Tahukah Good Readers bahwa Van Gogh, pelukis Eropa yang terkenal dengan karya ‘Starry Night’, pernah menunjukkan gejala-gejala gangguan jiwa? Bahkan, sebuah jurnal ilmiah mengatakan bahwa selama hidupnya, Van Gogh mengalami bipolar disorder. Para peneliti telah berdebat gangguan apa yang dialami Van Gogh ketika ia memotong telinganya sendiri pada Desember 1888. Van Gogh melakukan aksi bunuh diri di tahun 1890. (Wolf, 2001).

Tak hanya Van Gogh, Sir Isaac Newton juga mengalami depresi dan dikatakan pernah mengalami mental breakdown. Di tahun 1941, penulis Virginia Woolf yang mengalami bipolar disorder, mengakhiri hidupnya dengan memenuhi saku bajunya dengan batu agar tenggelam di Sungai Ouse.
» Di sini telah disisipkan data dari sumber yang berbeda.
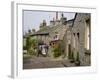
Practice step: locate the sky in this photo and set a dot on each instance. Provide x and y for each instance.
(32, 19)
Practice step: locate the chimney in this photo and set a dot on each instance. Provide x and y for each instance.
(56, 15)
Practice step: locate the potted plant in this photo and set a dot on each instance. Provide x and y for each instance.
(72, 57)
(77, 62)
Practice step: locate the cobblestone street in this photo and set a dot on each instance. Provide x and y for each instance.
(41, 62)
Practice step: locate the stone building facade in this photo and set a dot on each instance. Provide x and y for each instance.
(78, 39)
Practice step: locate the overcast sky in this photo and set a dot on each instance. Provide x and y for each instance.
(32, 19)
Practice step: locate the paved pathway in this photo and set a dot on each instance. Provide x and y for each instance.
(45, 62)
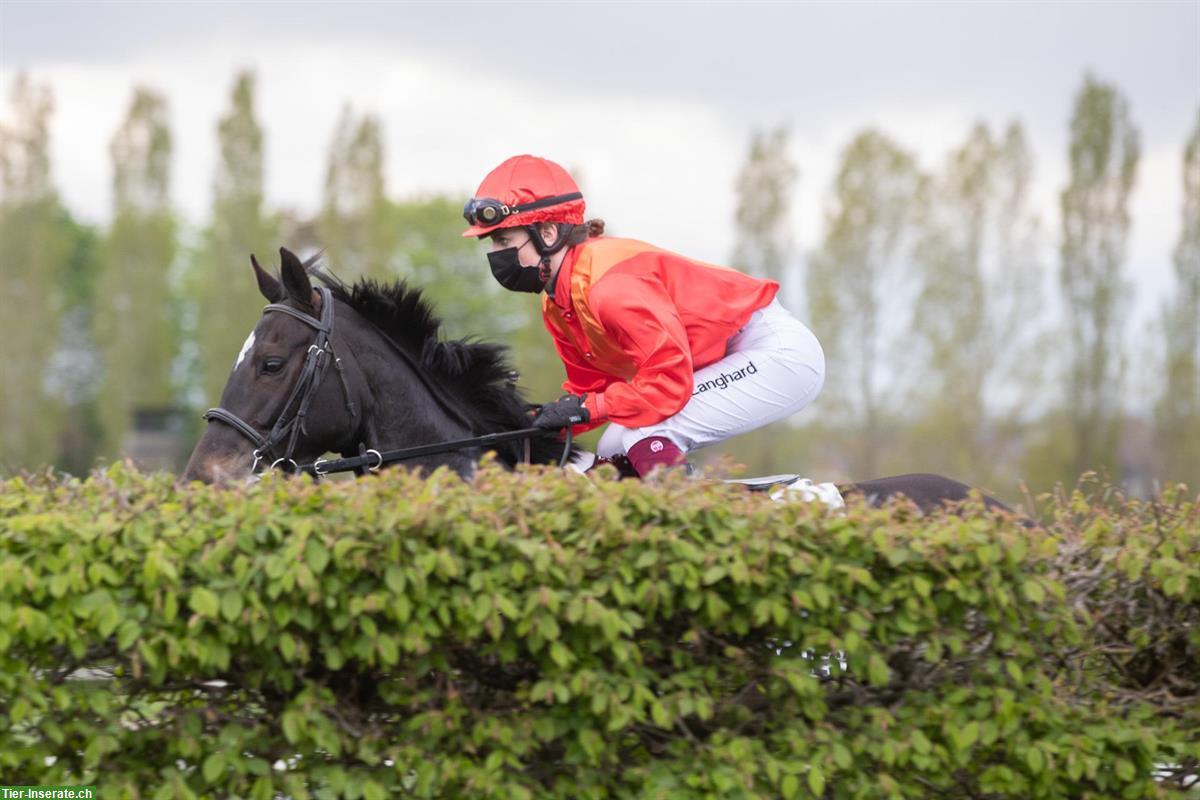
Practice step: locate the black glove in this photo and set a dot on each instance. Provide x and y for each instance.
(563, 413)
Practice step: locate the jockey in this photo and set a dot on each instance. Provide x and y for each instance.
(675, 354)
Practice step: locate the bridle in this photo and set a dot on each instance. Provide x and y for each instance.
(292, 420)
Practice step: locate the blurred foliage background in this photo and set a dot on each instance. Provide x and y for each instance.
(951, 347)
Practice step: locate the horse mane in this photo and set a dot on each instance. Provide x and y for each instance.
(479, 373)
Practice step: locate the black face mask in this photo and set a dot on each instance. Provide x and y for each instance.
(511, 275)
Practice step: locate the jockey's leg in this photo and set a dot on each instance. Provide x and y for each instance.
(773, 367)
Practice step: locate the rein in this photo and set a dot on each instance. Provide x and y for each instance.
(292, 419)
(372, 459)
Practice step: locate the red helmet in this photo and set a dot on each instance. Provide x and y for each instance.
(522, 191)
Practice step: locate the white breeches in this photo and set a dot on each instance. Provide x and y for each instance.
(773, 367)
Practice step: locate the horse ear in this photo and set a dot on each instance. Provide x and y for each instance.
(268, 283)
(295, 277)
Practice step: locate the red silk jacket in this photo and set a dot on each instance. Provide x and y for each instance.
(633, 322)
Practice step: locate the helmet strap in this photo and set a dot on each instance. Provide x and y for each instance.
(564, 233)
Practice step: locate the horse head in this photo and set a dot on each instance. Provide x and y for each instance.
(281, 404)
(371, 374)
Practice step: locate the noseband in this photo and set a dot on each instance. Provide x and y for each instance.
(292, 419)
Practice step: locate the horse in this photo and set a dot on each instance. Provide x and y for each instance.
(396, 384)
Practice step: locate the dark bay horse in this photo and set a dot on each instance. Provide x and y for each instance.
(339, 368)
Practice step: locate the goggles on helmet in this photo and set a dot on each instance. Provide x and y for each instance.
(486, 212)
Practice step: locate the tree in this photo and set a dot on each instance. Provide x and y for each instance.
(226, 296)
(33, 257)
(858, 289)
(978, 304)
(765, 190)
(136, 328)
(1179, 409)
(763, 247)
(1104, 148)
(354, 218)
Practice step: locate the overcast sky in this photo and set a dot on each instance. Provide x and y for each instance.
(653, 103)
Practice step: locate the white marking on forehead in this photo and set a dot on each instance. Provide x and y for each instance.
(245, 349)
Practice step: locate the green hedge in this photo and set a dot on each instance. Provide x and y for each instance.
(535, 635)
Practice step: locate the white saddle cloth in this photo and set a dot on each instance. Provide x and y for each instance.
(781, 488)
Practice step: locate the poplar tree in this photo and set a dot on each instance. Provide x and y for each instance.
(858, 290)
(226, 295)
(1104, 149)
(354, 221)
(978, 300)
(136, 320)
(765, 188)
(1179, 409)
(765, 248)
(33, 254)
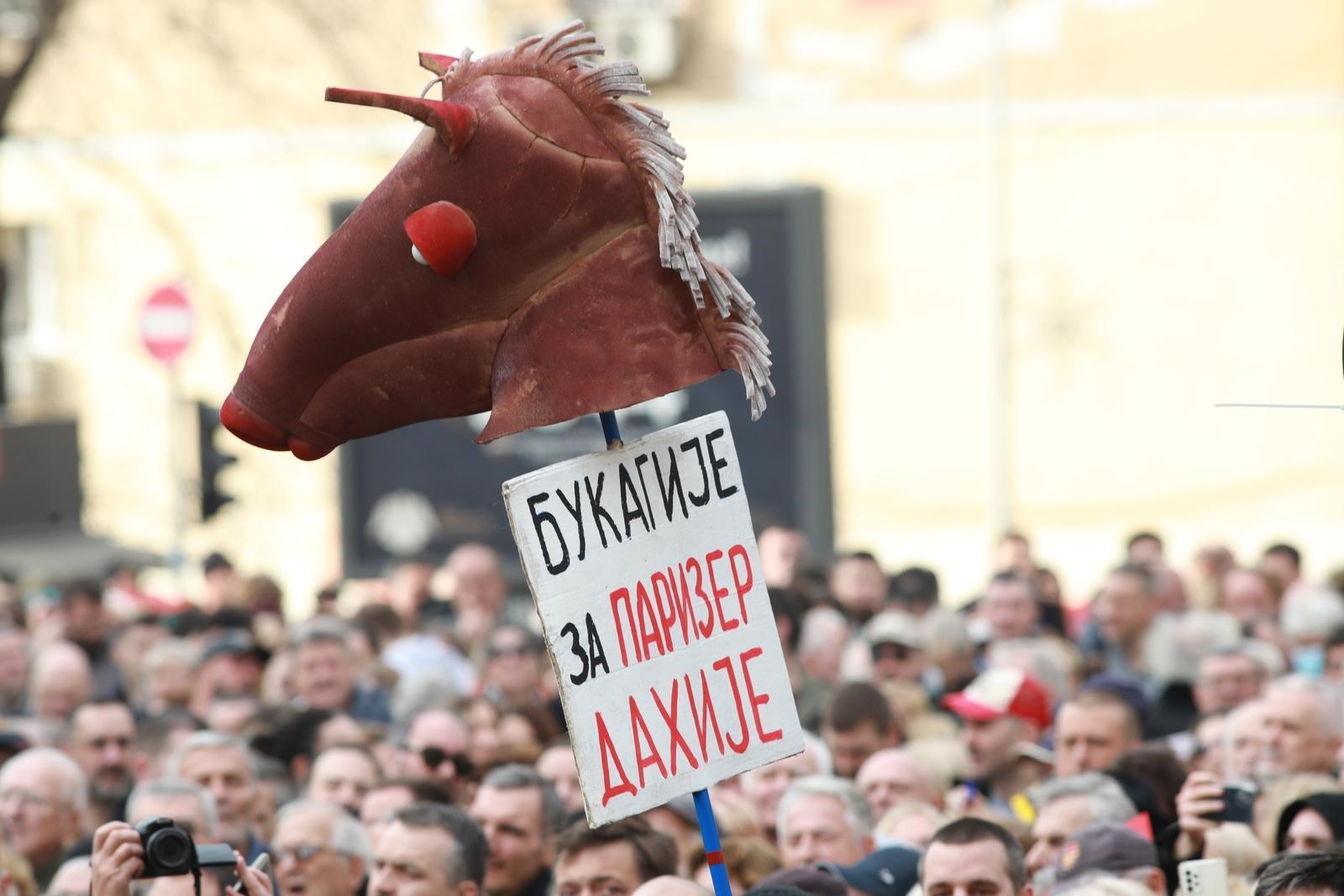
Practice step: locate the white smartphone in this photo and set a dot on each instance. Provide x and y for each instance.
(262, 864)
(1203, 878)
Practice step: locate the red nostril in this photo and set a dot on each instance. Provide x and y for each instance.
(306, 452)
(250, 427)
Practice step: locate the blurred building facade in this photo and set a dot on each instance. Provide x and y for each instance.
(1142, 201)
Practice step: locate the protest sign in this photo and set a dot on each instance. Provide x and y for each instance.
(656, 616)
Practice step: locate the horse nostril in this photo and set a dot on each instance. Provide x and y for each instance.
(249, 426)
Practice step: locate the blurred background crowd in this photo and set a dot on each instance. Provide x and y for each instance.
(1008, 253)
(1176, 714)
Lalu benarkah orang-orang yang kreatif cenderung lebih berisiko mengalami gangguan jiwa? Kasus orang-orang yang bergerak dalam profesi di bidang kreatif terkena gangguan jiwa, contohnya aktor Robin Williams dan musisi Chester Bennington, memang sudah kita kenal. Tapi adakah bukti ilmiah yang mendukung hipotesis tersebut?

Sebuah studi di Swedia menyatakan bahwa gangguan jiwa tertentu, yaitu bipolar disorder, lebih tinggi prevalensinya pada kelompok orang yang memiliki profesi di bidang kreatif, seperti penari, peneliti, fotografer, dan penulis. Secara khusus, penulis memiliki risiko mengalami lebih banyak gangguan psikiatrik (termasuk schizophrenia, depresi, anxiety, sindrom dan kecanduan obat-obatan). Kelompok profesi ini juga berisiko bunuh diri 50% lebih dari populasi umum. (Kyaga, Landén, Boman, Hultman, Långström, & Lichtenstein, 2012)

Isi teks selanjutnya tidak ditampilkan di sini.